Last Updated on February 23, 2023, by eNotes Editorial. Word Count: 513
Intense and Unusual Familial Relationships
On one level, Stead’s portrayal of family life is as a small and petty sort of existence. Despite the novel’s occasional diversions into the affairs of the wider world, as with Sam’s work commitments in Malawi, readers soon come to realize that “The true setting of Stead’s novel is Pollitland.” An unpleasant sense of claustrophobia is produced by the close proximity of estranged parents and frightened children, all of whom communicate in their own familial language whose unusual idioms and sayings have the paradoxical effect of making a reader feel excluded while simultaneously forcing them to enter a world to which they feel themselves an intruder. But in her characterization, particularly of the parents, Stead also evokes a sense of grandeur, what Jane Smily in the Guardian terms “that sense of unstoppable and fated intensity that literature usually reserves for kings and queens.”
This misplaced majesty of Sam and Henny’s furthers the burlesque absurdity of both parents as characters. It can be observed in Sam’s self-righteous refusal to defend himself from the accusations of his colleagues and in Henny’s suicide, which is rich with dramatic flare and ceremony.
This novel is rife with violent acts, both physical and psychological in nature, being perpetrated by Sam and Henny against their children. The sardonic, even comic manner in which Stead handles this violence is shocking; the intensity of both parents as characters and how this intensity contrasts with the passivity of their children is profoundly disturbing. Still more disturbing is Stead’s portrayal of the novel’s concluding act of violence, the attempted poisoning by Louie of her mother, as somehow heroic.

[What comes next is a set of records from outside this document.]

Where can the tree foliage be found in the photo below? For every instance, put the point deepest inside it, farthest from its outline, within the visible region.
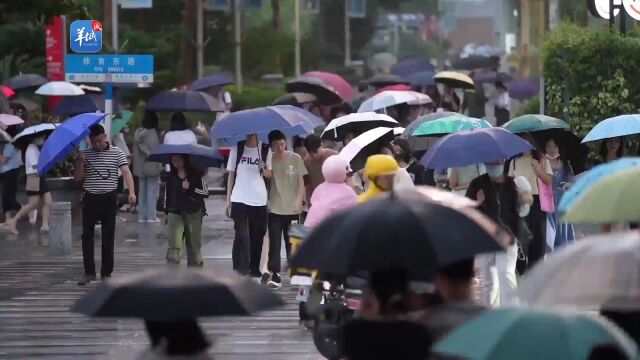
(590, 75)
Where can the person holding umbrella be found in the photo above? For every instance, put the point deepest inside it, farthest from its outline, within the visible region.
(97, 168)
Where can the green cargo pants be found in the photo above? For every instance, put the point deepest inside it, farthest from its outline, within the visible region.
(185, 229)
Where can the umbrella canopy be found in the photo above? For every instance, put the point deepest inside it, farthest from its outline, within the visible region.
(118, 123)
(402, 231)
(534, 122)
(387, 99)
(342, 86)
(366, 144)
(596, 272)
(72, 105)
(7, 91)
(476, 62)
(59, 88)
(200, 156)
(614, 199)
(65, 139)
(235, 126)
(507, 333)
(473, 147)
(423, 78)
(9, 120)
(382, 80)
(23, 81)
(356, 123)
(410, 66)
(26, 136)
(592, 177)
(622, 125)
(454, 79)
(326, 93)
(450, 124)
(207, 82)
(524, 88)
(173, 294)
(183, 100)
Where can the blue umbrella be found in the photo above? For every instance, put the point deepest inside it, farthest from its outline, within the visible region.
(200, 156)
(473, 147)
(71, 105)
(591, 177)
(183, 100)
(289, 119)
(410, 66)
(210, 81)
(423, 78)
(614, 127)
(65, 138)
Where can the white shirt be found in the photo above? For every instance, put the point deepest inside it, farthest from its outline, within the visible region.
(249, 187)
(31, 159)
(180, 137)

Immaturity and the Reversal of Parent/Child Roles
The chief irony of Stead’s work is that the parents are the immature figures, while the children increasingly demonstrate signs of awareness as to their situation. Sam’s immaturity lies in his commitment to ideals, his child-like faith in justice which blinds him to the injustices he perpetrates as a tyrannical father on his children. Meanwhile, his “love” for his children is such that he fails to recognize their increasing material needs. Henny, meanwhile, is more mature than her husband in that she recognizes both her husband’s shortcomings as a “little tin Jesus,” and the family’s material situation. Nonetheless, the abuse, both physical and psychological that she perpetrates on her children, especially on Louie, suggest a selfishness all her own. The intimation is that she is disappointed both with herself and with her children and is expressing this disappointment in the form of violence, first against her children and later against herself.

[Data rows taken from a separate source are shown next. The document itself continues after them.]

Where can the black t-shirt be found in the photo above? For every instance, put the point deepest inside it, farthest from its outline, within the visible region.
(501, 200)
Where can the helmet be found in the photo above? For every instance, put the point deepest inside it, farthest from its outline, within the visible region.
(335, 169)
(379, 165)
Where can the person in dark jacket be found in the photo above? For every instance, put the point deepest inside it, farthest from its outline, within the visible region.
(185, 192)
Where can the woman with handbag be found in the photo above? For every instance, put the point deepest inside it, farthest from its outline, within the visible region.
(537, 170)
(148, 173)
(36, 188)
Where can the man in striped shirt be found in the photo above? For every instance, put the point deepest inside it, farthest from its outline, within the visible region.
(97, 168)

Louie’s increasing realization of her situation meanwhile indicates a kind of coming-of-age, which is reflected in the growing maturity of her artistic productions. Her constant endeavors to impress her father and her ultimate attempt to kill her mother suggest an oedipal progression toward adulthood, a type of adulthood that she ultimately rejects when she flees from her family to discover a new life for herself.